Beitrag von Henrietta

Die Jugend von heute ist angepasst, konnte man in dieser Woche vielfach lesen: Das ergab die neue Jugendstudie zu Lebenswelten von 14- bis 17-jährigen in Deutschland. Sein wie alle, ist die Devise. Die Jugend ist wenig rebellisch – ok, das wird Eltern von Jugendlichen, die sich gerade deutlich abgrenzen, nur matt lächeln lassen. Aber im Großen und Ganzen kommt es hin, denn die heutigen Jugendlichen sind schon in vergleichsweise toleranten Elternhäusern aufgewachsen, eine deutliche Abgrenzung von der Gesellschaft ist nicht mehr so nötig. Außerdem erleben sie die Welt und auch ihre eigene Zukunft vielfach als unsicher und bedroht, so dass sie mit Zusammenrücken reagieren.

Normal sein, Mainstream sein ist kein Schimpfwort mehr. Das ist die eine Seite der Medaille. Die andere ist: Die Spannbreite dessen, was als „normal“ akzeptiert wird, ist deutlich größer geworden, auch deshalb gibt es weniger Abwanderung aus dem Mainstream in Subkulturen. Die Werte, die Jugendliche darum unisono verteidigen, sind Toleranz und Freiheit. Sie akzeptieren zum Beispiel selbstverständlich religiöse Vielfalt im Freundeskreis, aber sie dulden nicht, wenn religiöse Gründe angeführt werden, um Menschen auszugrenzen und abzuwerten. (Muslimische Jugendliche grenzen sich zudem auch sehr entschieden von religiös begründeter Gewalt ab.) Es ist normal und ok, verschieden zu sein.

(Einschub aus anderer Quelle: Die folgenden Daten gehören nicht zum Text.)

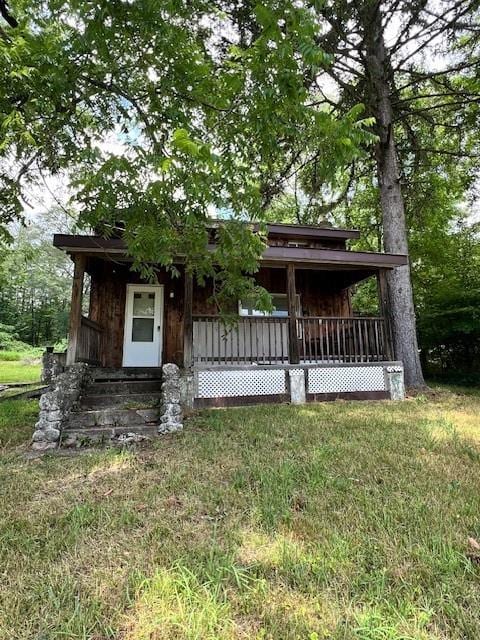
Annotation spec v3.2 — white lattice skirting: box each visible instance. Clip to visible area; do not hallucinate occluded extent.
[197,368,286,398]
[194,363,404,403]
[307,366,386,394]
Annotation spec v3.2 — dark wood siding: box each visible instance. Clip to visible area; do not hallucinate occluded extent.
[245,267,351,317]
[88,260,185,367]
[87,260,353,367]
[267,237,346,250]
[88,261,127,368]
[297,269,352,317]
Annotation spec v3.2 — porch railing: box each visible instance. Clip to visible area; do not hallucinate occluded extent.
[298,316,391,363]
[76,316,103,365]
[193,315,289,364]
[193,315,391,365]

Heute gibt es beim Schulparties häufig nicht nur eine Tanzfläche, sondern mehrere mit verschiedenen Musikstilen. Und wer mit Tanzen nicht so viel anfangen kann, muss nicht unbehaglich am Rand ein bisschen mittun, um akzeptiert zu sein. Natürlich gibt es Erwachsene, die es bedauern, dass die Jugend von heute so wenig rebellisch ist, weil sie selber Teil einer rebellischen Jugend waren und daraus Vorstellungen ableiten, wie Jugend zu sein hat, denen die Jugendlichen heute nicht gerecht werden. Das ist dann schon wieder ein Treppenwitz: Die Jugendlichen ecken dadurch an, dass sie so wenig anecken.

Die Unsicherheit der Welt und die Gruppe der Jugendlichen, die bildungsbenachteiligt und abgehängt sind, sollten die politische Agenda bestimmen: Mehr Gerechtigkeit, mehr Einsatz für dauerhaften Frieden statt noch mehr Umverteilung unter den ohnehin schon Armen (siehe die Pläne, Alleinerziehenden die Hartz-4-Sätze zu kürzen, wenn ihr Kind tageweise beim anderen Elternteil ist)!Die Jugendstudie lässt Defizite eher bei den heute schon verantwortlichen Generationen erkennen, nicht bei der Jugend. Von der können wir eher etwas lernen, vor allem Toleranz und Entspanntheit im Umgang mit Verschiedenheit: Ist doch normal, oder?